Summary: In reaction to his noon feeding, Max had a repeat of his earlier episodes where he spat up some of his feed, his belly got big and taut, his breathing became rapid and shallow and his oxygen sats strayed often into the 80s. The NICU team delayed his 3:00 PM feed until 5:00 PM, by which time his belly had softened and his breathing had slowed. They also gave him a glycerin suppository. On the northern front, they measured his head circumference at around 4:00 PM and found it had decreased 0.5 cm.
We need a term to describe the big freakout when a team of docs and nurses who haven't seen Max before observe him spitting up, having a taut belly and being constipated. It's always a slightly dimished rerun of the Great NEC Scare from a couple of weeks ago.
Carolyn has described a day at the NICU as "a day at the office". And today was a prime example of that phenomenon. I walked in to find Max in the midst of a classic digestive-tract blowup: taut belly, panting, associated desats, etc. The NICU team debated getting an x-ray. Then they kept bringing up an LP. After all, the main problem with Max is his hydrocephalus, so why not tap him? I left the NICU to make a phone call and returned to find everything laid out for an LP.

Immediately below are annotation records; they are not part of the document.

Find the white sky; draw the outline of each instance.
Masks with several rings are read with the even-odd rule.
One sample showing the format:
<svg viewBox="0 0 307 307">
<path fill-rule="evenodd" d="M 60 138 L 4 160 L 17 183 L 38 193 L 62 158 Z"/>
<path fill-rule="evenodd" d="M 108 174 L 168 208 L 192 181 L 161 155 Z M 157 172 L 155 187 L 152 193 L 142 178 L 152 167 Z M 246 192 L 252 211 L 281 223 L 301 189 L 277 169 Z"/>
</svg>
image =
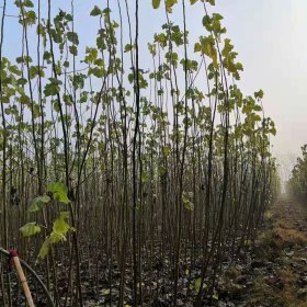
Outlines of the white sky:
<svg viewBox="0 0 307 307">
<path fill-rule="evenodd" d="M 0 5 L 2 2 L 0 0 Z M 53 0 L 53 9 L 55 12 L 58 8 L 69 9 L 70 2 Z M 134 2 L 128 0 L 132 13 Z M 16 13 L 13 0 L 8 3 L 8 13 Z M 47 0 L 42 3 L 45 7 Z M 110 3 L 117 1 L 110 0 Z M 162 9 L 152 10 L 151 0 L 139 3 L 140 39 L 147 49 L 147 42 L 160 31 L 166 19 Z M 95 39 L 96 20 L 89 18 L 94 4 L 103 7 L 106 1 L 75 0 L 76 27 L 84 45 L 94 44 Z M 273 152 L 284 164 L 282 170 L 288 173 L 300 155 L 300 146 L 307 143 L 307 0 L 216 0 L 213 11 L 224 15 L 227 35 L 245 66 L 240 81 L 243 92 L 264 91 L 265 115 L 272 117 L 277 127 Z M 203 15 L 202 5 L 187 10 L 193 42 L 203 35 Z M 172 19 L 182 24 L 181 9 L 174 10 Z M 12 57 L 19 56 L 21 32 L 16 19 L 8 19 L 5 29 L 4 50 Z"/>
</svg>

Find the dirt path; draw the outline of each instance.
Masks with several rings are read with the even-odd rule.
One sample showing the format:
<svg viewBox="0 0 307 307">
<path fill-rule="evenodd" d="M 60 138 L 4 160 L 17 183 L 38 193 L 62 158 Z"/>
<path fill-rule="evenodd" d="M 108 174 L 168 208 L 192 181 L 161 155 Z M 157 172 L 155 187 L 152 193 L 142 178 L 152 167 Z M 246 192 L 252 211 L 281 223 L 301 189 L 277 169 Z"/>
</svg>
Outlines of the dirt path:
<svg viewBox="0 0 307 307">
<path fill-rule="evenodd" d="M 266 213 L 240 307 L 307 307 L 307 206 L 281 201 Z"/>
</svg>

I sat down with the fellow (effectively, the on-site NICU team leader) and asked him to explain to me the thinking that would lead him to tap Max in response to really bad constipation. He explained that they had done some tests that had ruled out a neurological basis for his tachypnea (ie panting). This didn't strike me as an argument for tapping Max; in fact, quite the opposite. Eventually, he argued himself into the position that he shouldn't really tap Max. As we were talking, we learnt that Max's belly circumference had fallen, and that his tachypnia had stopped. I then had a terrible case of "seller's remorse"--what if the fellow's clinical judgment had been right all along and he was just bad at explaining it to a layman? I was somewhat reassured when they measured his head circ and found that it had decreased from yesterday. So, on balance, I at least think that I didn't do any harm by interfering with the NICU team's original plan of action.
As a general matter, though, I wonder how much management work parents are supposed to do? And whether it helps or hurts? Carolyn notices the occasional error (e.g. running his feed over 60 minutes and not the required 90 minuts), and of course today I affected the treatment course fairly significantly. Does this kind of clinical monitoring decrease errors by the NICU team ("Better double check anything you do to bed 16, those parents parents are detail fiends")? Or does it earn us reputations as problem parents, thus inhibiting the free flow of information from caregivers ("Don't tell the parents of bed 16 that we accidentally ran his last feed twice as fast as we were supposed to--they're total fiends for detail")? It's natural to try to curry favor with the people who are with your children around the clock, and it's disturbing to think that they would be making mistakes if you didn't monitor them.